La mise en évidence de l’effet de quelque contrainte que ce soit sur un milieu passe par une comparaison avec ce milieu, ou un autre similaire, exempt de cette contrainte. L’établissement d’un état dit « de référence » est donc indispensable mais néanmoins complexe, car il devrait mobiliser les compartiments taxonomiques et fonctionnels des milieux dans leur globalité. Cet état de référence n’étant qu’un instantané à une échelle écologique, il conviendra ensuite de l’inscrire dans une dynamique temporelle donnant accès à une trajectoire de référence. Il devient ainsi possible de disposer d’outils plus réalistes d’analyses des états écologiques passés, sans qu’ils soient pour autant mobilisables à des fins prédictives vue l’étendue des changements globaux actuels et futurs. Il faut donc se donner les moyens d’acquérir des données sans autre justification que l’établissement d’un état de référence du milieu, démarche pas encore assez soutenue par les pouvoirs publics.

Photo 7. Larve de Perlidae (plécoptère)

La biodiversité aquatique, qu’elle soit quantitative ou fonctionnelle, est nécessaire en soi et ne doit en aucun cas être justifiée par des besoins anthropiques. Envisager une menace, un risque, un impact ou un effet sur la biodiversité aquatique uniquement s’il existe un lien direct avec les usages que l’homme pourrait en faire n’est pas suffisant.

Lorsque des espèces règlementées n’ont pas été inventoriées dans certains milieux, cela ne veut pas dire qu’elles en sont absentes - l’effort de prospection n’a peut-être pas été suffisant. De plus, si éventuellement elles en étaient absentes, ce milieu pourrait tout de même leur être favorable et elles pourraient potentiellement le coloniser si on leur laissait leur chance. Ainsi, il est nécessaire, quelques soient les résultats d’inventaires, de limiter, voire de proscrire, toute dégradation de ces écosystèmes aquatiques.

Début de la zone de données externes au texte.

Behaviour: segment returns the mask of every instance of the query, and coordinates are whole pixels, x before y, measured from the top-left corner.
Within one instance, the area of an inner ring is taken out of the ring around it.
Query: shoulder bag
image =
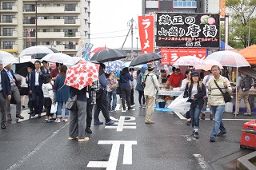
[[[215,83],[215,85],[217,85],[217,87],[218,87],[218,89],[219,89],[219,91],[221,91],[221,93],[222,93],[223,97],[224,97],[225,103],[230,102],[231,100],[232,100],[232,97],[231,97],[231,95],[230,94],[230,93],[228,93],[228,92],[224,93],[224,92],[222,90],[222,89],[218,86],[218,85],[217,84],[217,82],[216,82],[215,80],[214,80],[214,83]]]
[[[66,102],[66,109],[68,110],[74,110],[77,108],[77,95],[70,97]]]

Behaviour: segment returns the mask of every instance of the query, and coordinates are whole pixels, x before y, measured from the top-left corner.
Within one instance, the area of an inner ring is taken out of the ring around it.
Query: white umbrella
[[[236,67],[237,68],[237,74],[236,74],[236,80],[238,80],[238,67],[250,67],[250,65],[249,62],[246,60],[246,58],[241,55],[240,53],[238,53],[236,52],[233,51],[218,51],[214,52],[211,54],[210,54],[206,61],[207,60],[216,60],[219,61],[222,65],[222,66],[230,66],[230,67]],[[235,105],[237,105],[237,100],[238,100],[238,86],[235,86],[236,89],[236,102]],[[237,113],[237,110],[235,110]],[[237,115],[235,114],[235,117]]]
[[[18,60],[14,56],[6,51],[0,51],[0,60],[2,61],[4,67],[10,63],[18,63]]]
[[[210,70],[211,69],[211,67],[213,65],[218,65],[219,66],[219,68],[221,69],[223,69],[222,65],[221,63],[219,63],[218,61],[216,60],[212,60],[212,59],[209,59],[209,60],[204,60],[202,61],[202,64],[200,65],[194,65],[194,69],[203,69],[203,70],[206,70],[206,71],[208,71],[208,70]]]
[[[202,64],[202,60],[194,56],[180,57],[173,65],[200,65]]]
[[[41,60],[45,60],[51,62],[63,63],[64,65],[74,65],[74,61],[72,57],[61,53],[52,53],[46,55]]]
[[[35,53],[53,53],[54,52],[46,47],[46,46],[31,46],[24,49],[23,51],[19,54],[19,57],[23,57],[24,56],[31,56]]]

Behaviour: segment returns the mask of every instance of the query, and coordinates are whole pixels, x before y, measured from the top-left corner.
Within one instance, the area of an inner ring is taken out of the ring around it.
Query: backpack
[[[251,84],[253,83],[253,81],[251,78],[249,77],[243,77],[241,76],[242,79],[240,81],[240,88],[242,91],[248,91],[251,88]]]

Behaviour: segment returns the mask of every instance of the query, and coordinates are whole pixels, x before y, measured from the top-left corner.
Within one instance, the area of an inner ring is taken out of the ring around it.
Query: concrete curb
[[[238,158],[237,161],[237,169],[256,169],[256,166],[249,160],[256,161],[256,151]]]

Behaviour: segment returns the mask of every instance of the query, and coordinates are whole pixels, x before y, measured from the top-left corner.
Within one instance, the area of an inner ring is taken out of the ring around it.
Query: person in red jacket
[[[180,87],[184,78],[180,69],[177,68],[174,73],[172,73],[166,82],[166,87],[169,84],[170,89]]]

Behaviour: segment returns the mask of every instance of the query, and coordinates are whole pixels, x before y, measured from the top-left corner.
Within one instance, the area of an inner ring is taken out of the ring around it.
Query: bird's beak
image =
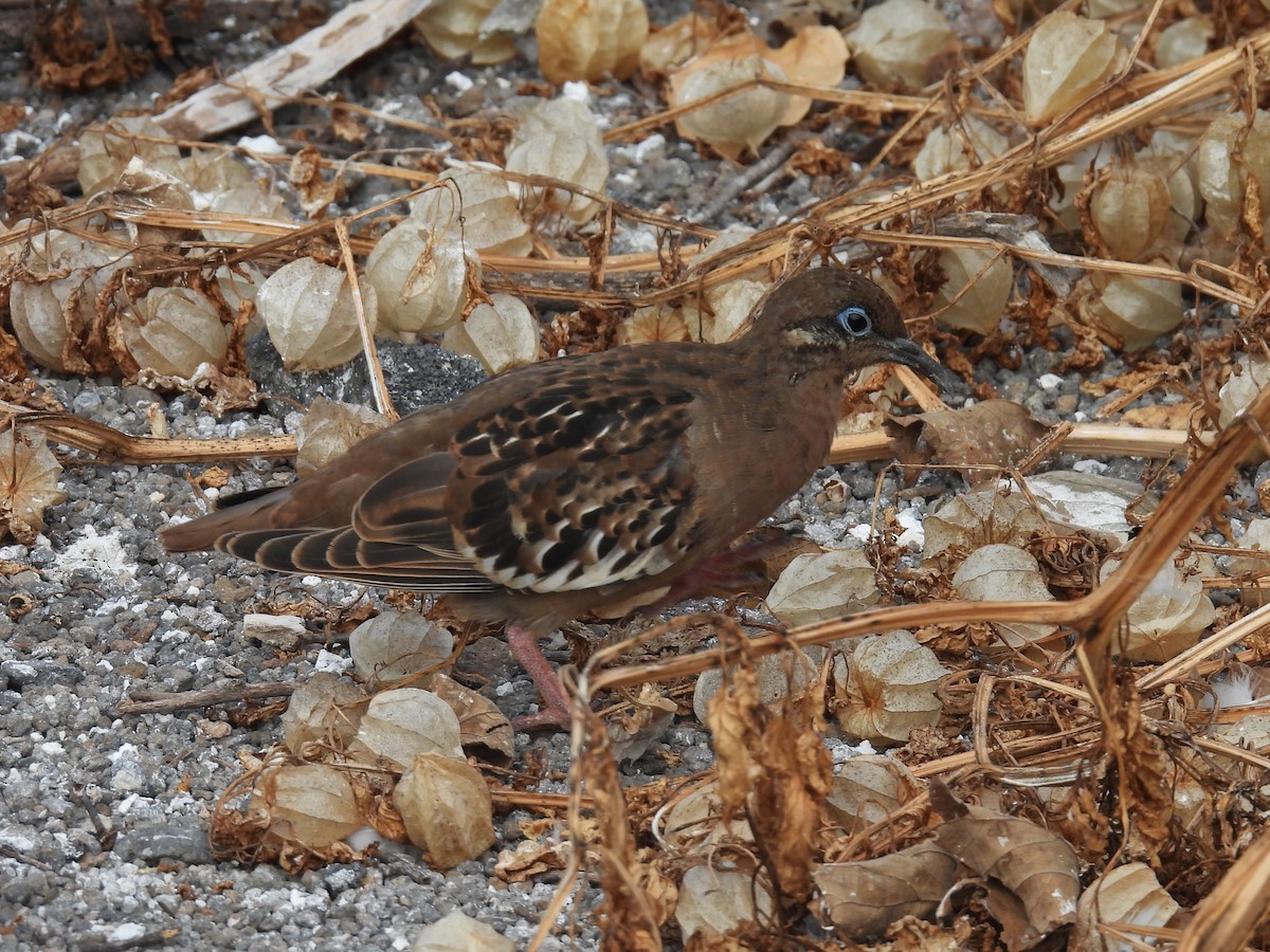
[[[894,363],[902,363],[906,367],[912,367],[923,377],[939,385],[940,390],[945,393],[952,393],[956,388],[958,378],[952,376],[952,372],[922,350],[917,343],[907,338],[888,340],[886,352],[888,359]]]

La biodiversité se retrouve trop souvent « à la remorque des usages » des milieux aquatiques et peine à être suffisamment prise en compte. Il en faudrait pourtant peu pour que les ruisseaux, rivières, étangs ou lacs voient leurs connaissances améliorées afin qu’ils soient mieux préservés face aux changements climatiques. Seule une prise de conscience politique soutenue par la société pourra y conduire.

6.97. L’étiage estival : une phase critique des milieux aquatiques face au changement climatique

Les extrêmes climatiques, sécheresse et crue, marquent profondément le fonctionnement des cours d’eaux. Le déficit pluviométrique en été se traduit par une période de basses-eaux, l’étiage estival. C’est lui qui détermine le point bas du développement des peuplements d’un cours d’eau. L’incertitude, voire les contradictions des prévisions d’évolution de la pluviométrie en PACA avec les changements climatiques, rendent extrêmement difficile l’évaluation de l’impact de ces changements sur les milieux aquatiques. La seule certitude qui semble faire l’unanimité des prévisions est que la sécheresse estivale va être plus sévère en intensité et en durée. Avec une autre certitude d’évolution climatique qui est une température plus élevée en été sur toute la région, nous avons deux phénomènes (sécheresse et forte chaleur) qui vont impacter fortement les milieux aquatiques de notre région.

La réduction de débit entraîne des modifications majeures dans le fonctionnement des cours d’eau. Il est évident que le plus impactant est lorsque la réduction de débit entraîne l’assec des cours d’eau. Si les espèces ne sont pas adaptées à ces conditions, et si elles n’ont pas la possibilité d’émigrer vers une zone refuge, on assiste à la disparition du peuplement aquatique.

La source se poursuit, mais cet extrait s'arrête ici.